Differentially methylated probes (DMPs) vis-à-vis NPT were identified using ChAMP via the champ.DMP function with default parameters. The methylationEPIC platform is not a reliable quantitative assay. Although the beta value is the ratio of methylated signal to total signal, a beta value of, for example, 40% at a particular CpG site does not equate to 40% of the DNA in the sample being methylated at that site. Beta values are influenced by a number of factors including experimental variation, true biological methylation state, probe characteristics, sample type (frozen, FFPE, etc.), and tissue heterogeneity32,33. Because of these sources of variation, false positives may be detected when standard statistical methods used for differential methylation analyses identify differences in beta values between groups that are statistically significant, but don’t account for variation on the platform or tumor purity.

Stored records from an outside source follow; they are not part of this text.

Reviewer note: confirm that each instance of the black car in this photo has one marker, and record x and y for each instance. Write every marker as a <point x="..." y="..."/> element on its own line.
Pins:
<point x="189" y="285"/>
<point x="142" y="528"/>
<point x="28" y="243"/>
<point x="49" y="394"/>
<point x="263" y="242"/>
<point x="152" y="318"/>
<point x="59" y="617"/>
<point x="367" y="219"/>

For example, although the mean beta values of 0.70 and 0.90 for a CpG site between two groups may be statistically significant, that difference is likely not biologically meaningful because they both indicate methylated status and the difference may be attributed to experimental variation and/or tissue heterogeneity.
To further scrutinize the results, an independent cutoff-based method was utilized to quantify CpG sites with biologically meaningful differences between tumors and normal tissue. This method excluded statistically significant CpG sites if the mean beta values between groups did not span a biologically meaningful cutoff. Enumeration was performed across varying cutoff levels to visualize the difference across biologically relevant cutoffs and a precise enumeration of DMPs was performed using the cutoff of 0.3, a well-recognized boundary between methylated and unmethylated status, to determine global methylation differences32,33.
Results
Epigenetic relationship
Three PBs were excluded from downstream analysis due to poor quality control metrics. These three samples demonstrated a high number of probe failure (17%, 31%, and 50%), likely due to the old age of the samples (greater than 30 years old). After probe filtering, a total of 649,896 high-quality CpG sites remained for analysis across the 96 samples. The three different unsupervised clustering approaches showed similar findings. Both dimensionality reduction methods (Fig. 2A, B) revealed that PanNETs, SPNs, PDACs and NPT localized to distinct well-delineated clusters based on their methylation profiles while the acinar neoplasms (ACCs and PBs) occupied a broad overlapping region located between the NPT and PDAC clusters. One SPN localized to the PDAC region by UMAP clustering. Re-review of this case showed relatively low tumor content and a high amount of fibrotic tissue, which may explain the epigenetic finding. Four PBs and one ACC localized closer to the PDAC cluster by both t-SNE and UMAP. Review of these cases showed that they all had treatment-related effects characterized by foamy histiocytes, hemorrhage, necrosis, and fibrosis while the other PBs did not. No mixed tumors localized to either the PDAC or PanNET clusters, despite having immunohistochemical evidence of ductal or neuroendocrine differentiation.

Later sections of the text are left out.